NVIDIA • NCP-AAI
Validates competency in architecting, developing, deploying, and governing advanced agentic AI solutions with focus on multi-agent interaction, distributed reasoning, scalability, and ethical safeguards.
Questions
736
Duration
120 minutes
Passing Score
Not publicly disclosed
Difficulty
ProfessionalLast Updated
Jan 2026
The NVIDIA-Certified Professional: Agentic AI (NCP-AAI) is a professional-level credential that validates a practitioner's ability to architect, develop, deploy, and govern advanced agentic AI solutions. The certification encompasses multi-agent interaction, distributed reasoning, scalability engineering, and the implementation of ethical safeguards—covering the full lifecycle from initial agent design through production monitoring. It is positioned as NVIDIA's definitive benchmark for professionals building production-grade LLM-backed and agentic AI systems rather than those experimenting at a prototyping level.
The exam tests competency across ten weighted domains, including Agent Architecture and Design, Agent Development, Cognition and Planning, Knowledge Integration, Evaluation and Tuning, Deployment and Scaling, NVIDIA Platform Implementation, Safety and Compliance, Human-AI Interaction, and operational monitoring. Candidates must demonstrate hands-on fluency with retrieval-augmented generation (RAG) pipelines, multi-agent orchestration frameworks, inference optimization, and responsible AI guardrails. The certification is valid for two years, after which recertification is achieved by retaking the exam.
This certification is designed for practitioners with 1–2 years of hands-on experience in AI/ML roles who are actively working on production-level agentic AI projects. Target job roles include software developers, software engineers, solutions architects, machine learning engineers, data scientists, AI strategists, and AI specialists who need to validate their ability to build, deploy, and govern autonomous AI systems at scale.
It is most relevant to professionals transitioning from traditional ML engineering into agentic AI development, or those looking to formalize their expertise in multi-agent orchestration, LLM-based reasoning pipelines, and enterprise AI deployment.

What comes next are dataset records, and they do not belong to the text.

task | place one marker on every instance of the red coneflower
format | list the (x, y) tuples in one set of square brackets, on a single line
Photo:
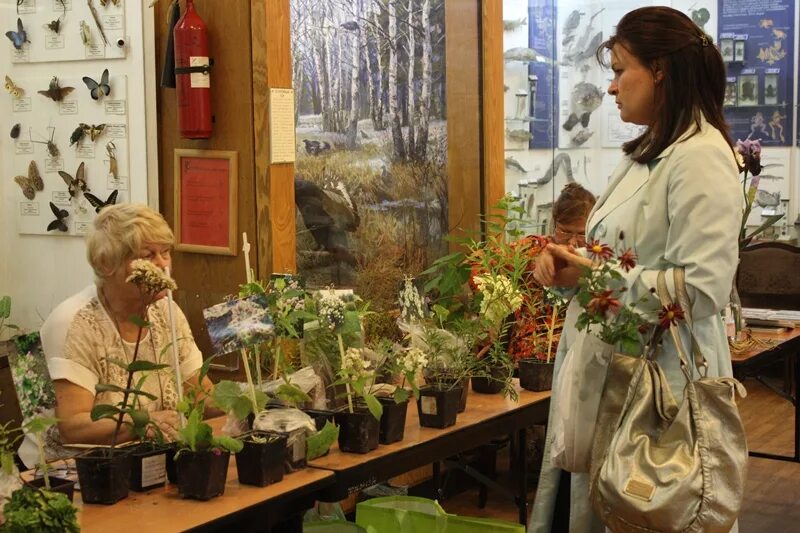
[(627, 260), (670, 315), (600, 251), (603, 303)]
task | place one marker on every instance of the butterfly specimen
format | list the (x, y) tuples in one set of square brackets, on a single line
[(92, 130), (31, 183), (55, 91), (13, 89), (58, 223), (76, 184), (99, 204), (98, 90), (19, 37)]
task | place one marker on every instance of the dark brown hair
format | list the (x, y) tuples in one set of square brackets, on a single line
[(572, 204), (693, 83)]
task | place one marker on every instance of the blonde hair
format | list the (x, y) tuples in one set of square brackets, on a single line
[(118, 234)]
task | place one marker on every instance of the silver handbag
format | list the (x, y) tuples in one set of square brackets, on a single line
[(660, 466)]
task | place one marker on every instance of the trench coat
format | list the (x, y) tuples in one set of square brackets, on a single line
[(684, 208)]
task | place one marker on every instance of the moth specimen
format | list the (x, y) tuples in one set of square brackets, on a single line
[(76, 184), (19, 37), (13, 89), (31, 183), (99, 204), (58, 223), (98, 90), (55, 91)]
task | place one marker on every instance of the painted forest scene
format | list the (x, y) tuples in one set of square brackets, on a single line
[(371, 169)]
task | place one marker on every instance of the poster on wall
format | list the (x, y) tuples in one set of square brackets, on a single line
[(756, 39)]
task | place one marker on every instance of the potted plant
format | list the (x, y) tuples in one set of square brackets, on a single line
[(39, 510)]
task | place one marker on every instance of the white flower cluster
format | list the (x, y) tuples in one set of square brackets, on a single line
[(354, 363), (331, 310), (413, 359), (500, 297)]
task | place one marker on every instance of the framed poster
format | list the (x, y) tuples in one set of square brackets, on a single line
[(205, 201)]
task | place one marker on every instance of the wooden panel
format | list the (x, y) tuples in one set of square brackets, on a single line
[(463, 114), (204, 279), (492, 103)]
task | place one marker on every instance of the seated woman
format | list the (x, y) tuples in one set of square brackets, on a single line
[(87, 331)]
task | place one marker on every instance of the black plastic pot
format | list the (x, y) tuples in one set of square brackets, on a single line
[(358, 432), (202, 475), (393, 421), (535, 375), (148, 466), (57, 484), (103, 477), (261, 463), (437, 407)]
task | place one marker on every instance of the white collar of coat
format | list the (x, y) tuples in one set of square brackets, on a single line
[(636, 175)]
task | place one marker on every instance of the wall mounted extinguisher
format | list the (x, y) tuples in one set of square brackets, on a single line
[(192, 75)]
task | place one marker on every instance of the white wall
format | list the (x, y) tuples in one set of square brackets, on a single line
[(39, 271)]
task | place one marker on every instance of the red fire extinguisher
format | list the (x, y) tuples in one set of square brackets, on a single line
[(192, 73)]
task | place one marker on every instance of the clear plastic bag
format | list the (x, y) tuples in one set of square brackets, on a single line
[(579, 386)]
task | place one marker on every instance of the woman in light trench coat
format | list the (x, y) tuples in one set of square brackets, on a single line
[(674, 199)]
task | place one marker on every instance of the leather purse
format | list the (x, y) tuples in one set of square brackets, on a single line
[(660, 466)]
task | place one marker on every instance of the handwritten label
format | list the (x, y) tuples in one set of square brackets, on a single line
[(115, 107), (23, 147), (54, 41), (112, 22), (53, 165), (21, 105), (117, 131), (61, 197), (68, 107), (95, 50), (29, 209)]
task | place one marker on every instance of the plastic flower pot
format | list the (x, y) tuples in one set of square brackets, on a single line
[(358, 432), (393, 421), (438, 407), (57, 484), (148, 466), (103, 477), (536, 375), (202, 475), (260, 462)]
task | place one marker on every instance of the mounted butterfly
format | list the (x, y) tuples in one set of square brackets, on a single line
[(19, 37), (59, 223), (78, 183), (31, 183), (98, 90)]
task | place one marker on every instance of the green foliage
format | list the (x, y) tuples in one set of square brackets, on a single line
[(39, 510)]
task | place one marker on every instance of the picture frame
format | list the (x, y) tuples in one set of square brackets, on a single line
[(739, 50), (730, 93), (747, 90), (771, 89), (726, 49), (206, 200)]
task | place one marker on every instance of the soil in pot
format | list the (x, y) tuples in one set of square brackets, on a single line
[(393, 421), (438, 407), (103, 477), (261, 460), (57, 484), (148, 466), (358, 432), (535, 375), (202, 475)]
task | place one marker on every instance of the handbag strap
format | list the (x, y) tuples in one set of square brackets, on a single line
[(683, 300)]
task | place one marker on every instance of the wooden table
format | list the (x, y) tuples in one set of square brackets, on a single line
[(747, 364), (241, 508), (486, 418)]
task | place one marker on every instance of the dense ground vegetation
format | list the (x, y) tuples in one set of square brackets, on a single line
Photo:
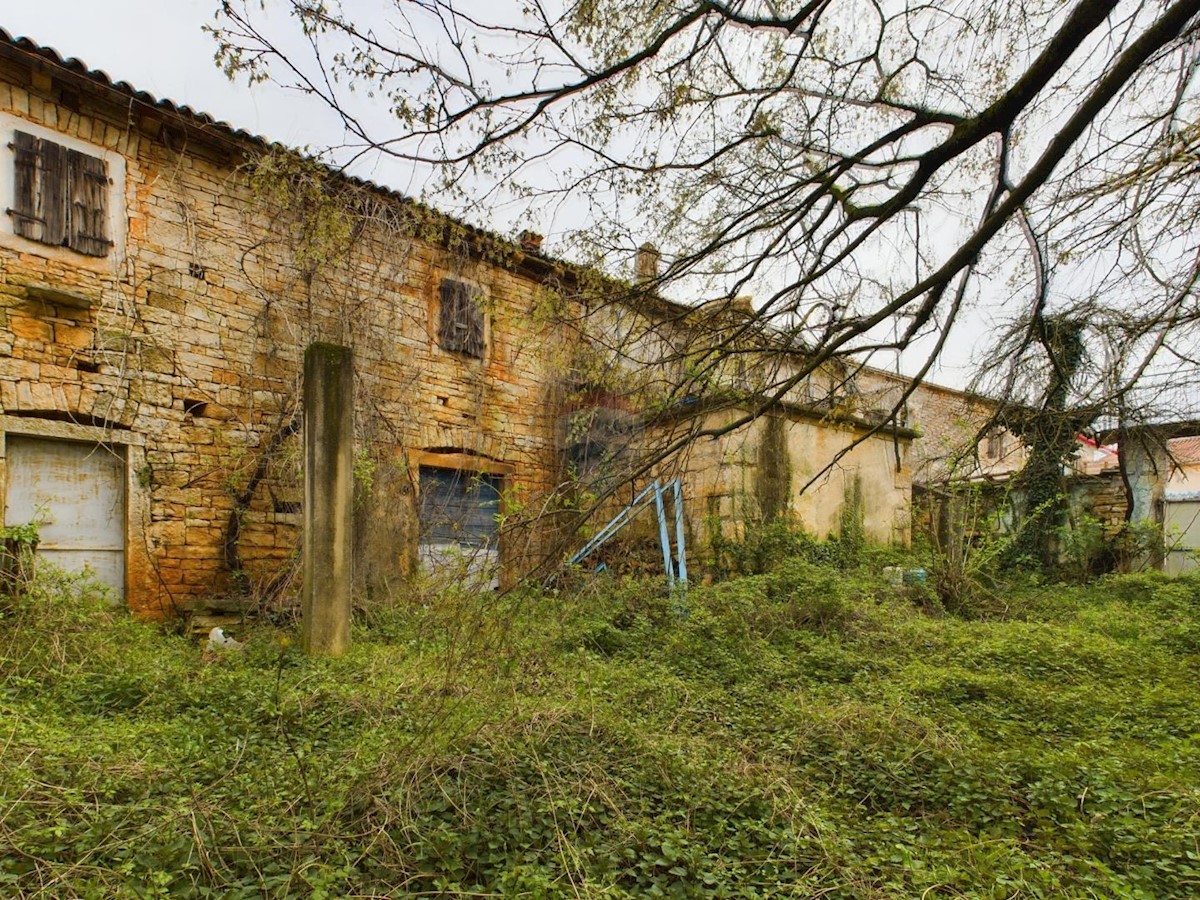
[(809, 731)]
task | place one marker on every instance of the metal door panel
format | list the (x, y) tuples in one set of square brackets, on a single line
[(76, 491)]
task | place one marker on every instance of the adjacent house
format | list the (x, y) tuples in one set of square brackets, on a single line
[(161, 275)]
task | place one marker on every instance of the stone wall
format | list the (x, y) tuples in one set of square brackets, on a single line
[(186, 342)]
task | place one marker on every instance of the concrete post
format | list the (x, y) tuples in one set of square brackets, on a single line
[(328, 498)]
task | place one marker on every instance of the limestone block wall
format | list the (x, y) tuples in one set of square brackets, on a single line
[(190, 335)]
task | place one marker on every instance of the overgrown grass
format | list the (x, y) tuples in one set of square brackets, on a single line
[(805, 732)]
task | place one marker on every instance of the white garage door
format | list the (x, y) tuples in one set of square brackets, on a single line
[(76, 491)]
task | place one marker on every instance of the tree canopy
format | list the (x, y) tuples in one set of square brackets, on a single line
[(882, 177)]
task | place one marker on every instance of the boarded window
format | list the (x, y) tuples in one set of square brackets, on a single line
[(460, 319), (995, 444), (60, 196)]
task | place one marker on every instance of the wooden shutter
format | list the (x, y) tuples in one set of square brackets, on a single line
[(53, 196), (88, 179), (25, 220), (461, 319), (60, 196)]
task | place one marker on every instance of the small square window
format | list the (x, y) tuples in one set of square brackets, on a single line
[(995, 444), (460, 319), (60, 196)]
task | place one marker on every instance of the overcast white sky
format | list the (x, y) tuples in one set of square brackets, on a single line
[(160, 47), (157, 46)]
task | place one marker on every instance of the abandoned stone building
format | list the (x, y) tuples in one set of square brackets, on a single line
[(161, 275)]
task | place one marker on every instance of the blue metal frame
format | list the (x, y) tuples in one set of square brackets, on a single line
[(676, 569)]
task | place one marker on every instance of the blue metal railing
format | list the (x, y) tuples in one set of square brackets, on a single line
[(654, 492)]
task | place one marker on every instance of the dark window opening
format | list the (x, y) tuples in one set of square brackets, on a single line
[(460, 319), (460, 507), (60, 196), (995, 444)]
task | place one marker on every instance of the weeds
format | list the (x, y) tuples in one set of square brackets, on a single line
[(802, 732)]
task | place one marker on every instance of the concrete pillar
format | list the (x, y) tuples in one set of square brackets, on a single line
[(328, 498)]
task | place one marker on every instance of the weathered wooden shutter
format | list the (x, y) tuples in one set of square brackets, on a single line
[(60, 196), (88, 179), (53, 195), (461, 322), (25, 220)]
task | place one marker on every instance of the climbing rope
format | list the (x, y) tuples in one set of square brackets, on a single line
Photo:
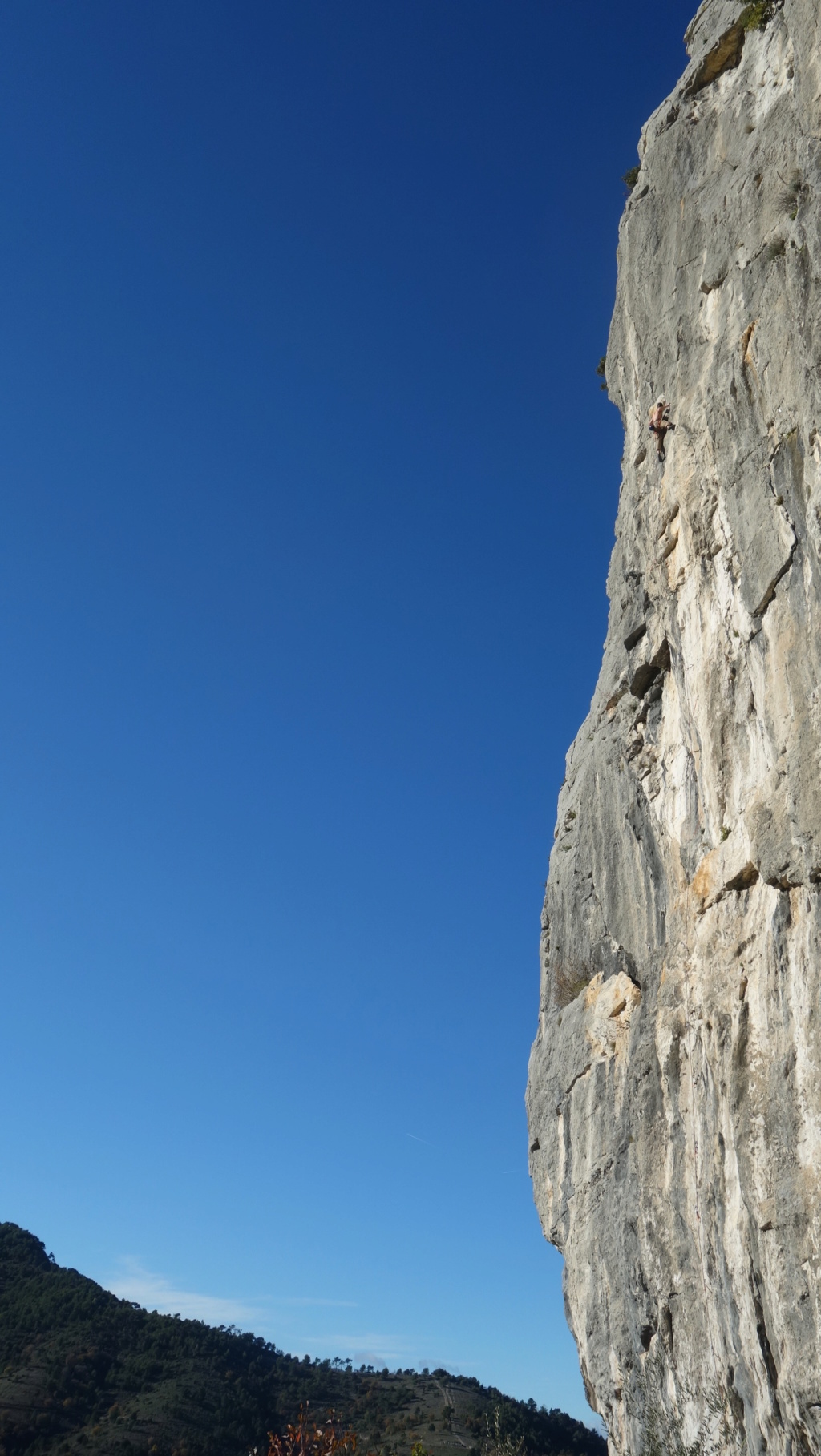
[(689, 1021)]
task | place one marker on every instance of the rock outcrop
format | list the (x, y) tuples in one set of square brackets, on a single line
[(674, 1092)]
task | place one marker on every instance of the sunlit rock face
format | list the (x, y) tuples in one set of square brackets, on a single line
[(674, 1090)]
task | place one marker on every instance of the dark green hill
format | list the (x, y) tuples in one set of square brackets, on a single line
[(92, 1375)]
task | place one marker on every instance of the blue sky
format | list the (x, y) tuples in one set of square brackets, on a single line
[(308, 500)]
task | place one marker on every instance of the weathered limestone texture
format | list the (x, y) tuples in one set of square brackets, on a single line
[(674, 1090)]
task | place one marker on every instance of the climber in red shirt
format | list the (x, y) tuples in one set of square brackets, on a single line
[(660, 424)]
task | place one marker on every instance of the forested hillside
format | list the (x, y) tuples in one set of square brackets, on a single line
[(85, 1372)]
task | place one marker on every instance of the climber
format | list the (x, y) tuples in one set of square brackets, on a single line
[(660, 424)]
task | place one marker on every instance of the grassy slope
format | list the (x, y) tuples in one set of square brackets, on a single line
[(85, 1372)]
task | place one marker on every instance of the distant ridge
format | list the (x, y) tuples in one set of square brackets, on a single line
[(87, 1373)]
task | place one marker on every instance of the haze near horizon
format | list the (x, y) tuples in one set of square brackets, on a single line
[(309, 494)]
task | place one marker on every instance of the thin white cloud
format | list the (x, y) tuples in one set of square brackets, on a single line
[(153, 1292)]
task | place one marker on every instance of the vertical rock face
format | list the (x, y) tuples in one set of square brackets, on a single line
[(674, 1090)]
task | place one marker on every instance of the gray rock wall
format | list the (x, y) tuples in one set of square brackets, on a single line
[(674, 1094)]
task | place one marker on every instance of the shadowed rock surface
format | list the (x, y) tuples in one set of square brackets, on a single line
[(674, 1091)]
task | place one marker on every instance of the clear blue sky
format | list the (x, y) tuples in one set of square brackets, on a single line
[(308, 500)]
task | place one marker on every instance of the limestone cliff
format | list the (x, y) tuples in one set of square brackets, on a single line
[(674, 1090)]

Candidates who are only exploring agentic AI at a conceptual or prototyping level would benefit from additional preparation before sitting for this exam.
NVIDIA recommends that candidates have 1–2 years of experience in AI/ML roles with demonstrable, hands-on work on production-level agentic AI projects. Required knowledge spans agent development and architecture, multi-agent orchestration, tool and model integration, evaluation and observability, deployment pipelines, UI design for AI interfaces, reliability guardrails, and rapid prototyping platforms. There are no mandatory formal prerequisites, but this experience baseline is considered essential.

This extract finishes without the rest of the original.